How Performant Is Stackframe

How performant is StackFrame?

edit: Some background


We have a similar feature which is disabled 99% of the time; we were using an approach like:

public void DoSomething()
{
TraceCall(MethodBase.GetCurrentMethod().Name);
// Do Something
}

public void TraceCall(string methodName)
{
if (!loggingEnabled) { return; }
// Log...
}

TraceCall(MethodBase.GetCurrentMethod().Name)

It was simple, but regardless of whether or not tracing was enabled we were incurring the performance hit of using Reflection to lookup the method name.
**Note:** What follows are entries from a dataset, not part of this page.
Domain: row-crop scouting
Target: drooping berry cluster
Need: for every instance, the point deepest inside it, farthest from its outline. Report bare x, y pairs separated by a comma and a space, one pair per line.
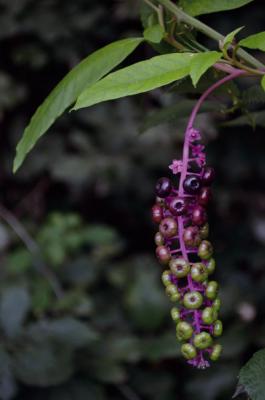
184, 249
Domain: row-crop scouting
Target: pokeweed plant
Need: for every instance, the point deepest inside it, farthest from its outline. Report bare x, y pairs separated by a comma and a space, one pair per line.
182, 241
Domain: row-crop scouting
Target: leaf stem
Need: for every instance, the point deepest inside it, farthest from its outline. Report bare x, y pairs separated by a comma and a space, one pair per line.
208, 31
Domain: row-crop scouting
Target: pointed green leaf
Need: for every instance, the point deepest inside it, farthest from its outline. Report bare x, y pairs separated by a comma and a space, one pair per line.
198, 7
256, 41
263, 82
201, 62
86, 73
251, 376
230, 37
137, 78
154, 34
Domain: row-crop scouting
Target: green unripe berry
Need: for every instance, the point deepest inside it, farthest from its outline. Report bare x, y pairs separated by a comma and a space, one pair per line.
184, 330
179, 267
218, 328
217, 304
202, 340
188, 351
216, 352
199, 272
210, 266
172, 292
166, 278
192, 300
205, 250
175, 314
211, 290
209, 315
204, 231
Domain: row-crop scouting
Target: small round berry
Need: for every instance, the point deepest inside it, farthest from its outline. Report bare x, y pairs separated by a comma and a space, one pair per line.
202, 340
199, 272
218, 328
157, 213
172, 292
184, 330
191, 236
192, 300
163, 254
210, 266
188, 351
166, 278
208, 176
163, 187
159, 240
192, 184
209, 315
205, 250
204, 231
175, 314
204, 196
179, 267
216, 352
178, 206
198, 216
168, 227
216, 304
211, 290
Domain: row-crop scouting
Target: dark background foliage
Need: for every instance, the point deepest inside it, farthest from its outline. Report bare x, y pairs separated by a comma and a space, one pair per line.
83, 314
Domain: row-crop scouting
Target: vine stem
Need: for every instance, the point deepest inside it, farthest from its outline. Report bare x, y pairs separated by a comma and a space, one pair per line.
208, 31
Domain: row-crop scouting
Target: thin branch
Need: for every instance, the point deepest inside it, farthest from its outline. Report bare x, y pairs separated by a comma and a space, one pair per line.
33, 248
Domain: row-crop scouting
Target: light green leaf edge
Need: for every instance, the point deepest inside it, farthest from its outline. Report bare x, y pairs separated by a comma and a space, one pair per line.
252, 375
137, 78
86, 73
230, 37
199, 7
256, 41
154, 34
201, 62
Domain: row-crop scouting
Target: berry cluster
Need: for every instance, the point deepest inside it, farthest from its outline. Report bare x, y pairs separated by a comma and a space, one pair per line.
184, 249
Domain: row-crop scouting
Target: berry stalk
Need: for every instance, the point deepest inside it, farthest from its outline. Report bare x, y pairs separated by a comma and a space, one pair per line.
182, 246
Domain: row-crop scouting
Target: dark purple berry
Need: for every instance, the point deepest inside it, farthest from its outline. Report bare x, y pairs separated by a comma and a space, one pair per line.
208, 176
163, 254
157, 213
191, 236
192, 184
168, 227
163, 187
204, 196
199, 216
178, 206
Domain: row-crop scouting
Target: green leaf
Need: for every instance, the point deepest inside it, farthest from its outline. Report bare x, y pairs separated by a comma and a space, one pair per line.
230, 37
86, 73
12, 316
137, 78
263, 82
198, 7
256, 41
252, 376
154, 34
201, 62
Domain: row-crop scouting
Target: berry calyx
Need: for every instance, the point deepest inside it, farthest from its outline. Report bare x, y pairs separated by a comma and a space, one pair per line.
163, 254
163, 187
168, 227
202, 340
188, 351
192, 184
178, 206
184, 330
179, 267
192, 300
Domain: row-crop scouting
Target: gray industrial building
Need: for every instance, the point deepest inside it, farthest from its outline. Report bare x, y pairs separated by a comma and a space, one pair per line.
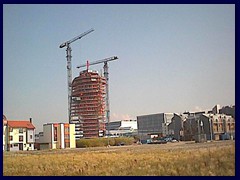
175, 128
153, 124
122, 128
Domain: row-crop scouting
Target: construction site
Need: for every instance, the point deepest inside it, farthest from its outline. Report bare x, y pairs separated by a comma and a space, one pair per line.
88, 96
88, 104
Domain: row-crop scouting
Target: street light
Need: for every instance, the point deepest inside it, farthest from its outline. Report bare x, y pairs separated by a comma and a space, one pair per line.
210, 128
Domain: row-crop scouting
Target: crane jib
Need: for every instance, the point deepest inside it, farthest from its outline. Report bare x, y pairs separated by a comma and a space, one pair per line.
99, 61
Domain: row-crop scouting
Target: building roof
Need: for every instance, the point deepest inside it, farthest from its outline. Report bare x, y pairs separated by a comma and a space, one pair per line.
20, 124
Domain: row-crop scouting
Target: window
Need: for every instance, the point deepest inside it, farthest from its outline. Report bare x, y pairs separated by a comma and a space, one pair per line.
66, 136
20, 130
66, 129
20, 138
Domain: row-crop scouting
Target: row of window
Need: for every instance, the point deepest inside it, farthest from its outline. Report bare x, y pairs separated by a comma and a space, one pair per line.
20, 130
20, 139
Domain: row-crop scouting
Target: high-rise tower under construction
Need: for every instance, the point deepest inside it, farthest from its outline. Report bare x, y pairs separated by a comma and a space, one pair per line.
88, 104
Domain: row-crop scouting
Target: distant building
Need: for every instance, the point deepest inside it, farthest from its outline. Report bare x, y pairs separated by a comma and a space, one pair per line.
190, 126
228, 110
216, 109
215, 126
122, 128
18, 135
153, 124
175, 128
88, 104
56, 136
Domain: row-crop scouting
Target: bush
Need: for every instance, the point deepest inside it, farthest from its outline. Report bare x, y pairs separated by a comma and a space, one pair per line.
100, 142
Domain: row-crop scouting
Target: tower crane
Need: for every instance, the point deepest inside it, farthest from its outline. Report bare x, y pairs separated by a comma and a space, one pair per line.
69, 67
105, 68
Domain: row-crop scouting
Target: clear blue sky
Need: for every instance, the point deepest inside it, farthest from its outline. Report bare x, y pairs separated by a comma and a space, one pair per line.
172, 58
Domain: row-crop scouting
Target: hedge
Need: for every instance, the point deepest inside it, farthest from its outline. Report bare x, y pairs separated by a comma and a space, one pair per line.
100, 142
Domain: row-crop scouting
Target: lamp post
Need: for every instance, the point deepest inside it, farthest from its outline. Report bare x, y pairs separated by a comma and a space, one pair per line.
210, 128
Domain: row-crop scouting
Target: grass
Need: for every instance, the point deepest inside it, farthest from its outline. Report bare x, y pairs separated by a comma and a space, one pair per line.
140, 160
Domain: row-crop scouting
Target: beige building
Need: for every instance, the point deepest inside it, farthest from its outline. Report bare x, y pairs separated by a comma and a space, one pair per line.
56, 136
18, 135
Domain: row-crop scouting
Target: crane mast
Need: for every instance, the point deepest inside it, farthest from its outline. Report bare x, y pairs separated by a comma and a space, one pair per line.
105, 68
69, 67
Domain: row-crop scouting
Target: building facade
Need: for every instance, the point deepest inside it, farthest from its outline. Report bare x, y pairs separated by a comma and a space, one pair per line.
56, 136
175, 128
122, 128
153, 124
88, 104
18, 135
217, 126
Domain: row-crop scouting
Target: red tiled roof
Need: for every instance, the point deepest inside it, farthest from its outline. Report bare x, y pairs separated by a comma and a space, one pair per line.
20, 124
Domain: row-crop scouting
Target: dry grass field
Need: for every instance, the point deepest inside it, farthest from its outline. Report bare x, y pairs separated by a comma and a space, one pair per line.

Our options were to either require more code in every method (and risk simple mistakes or refusal) or to switch to using StackFrame to determine the calling method only when logging was enabled.

Option A:

public void DoSomething()
{
if (loggingEnabled)
{
TraceCall(MethodBase.GetCurrentMethod().Name);
}
// Do Something
}

public void TraceCall(string methodName)
{
if (!loggingEnabled) { return; }
// Log...
}

Option B:

public void DoSomething()
{
TraceCall();
// Do Something
}

public void TraceCall()
{
if (!loggingEnabled) { return; }
StackFrame stackFrame = new StackFrame(1);
// Log...
}

We opted for Option B. It offers significant performance improvements over Option A when logging is disabled, 99% of the time and is very simple to implement.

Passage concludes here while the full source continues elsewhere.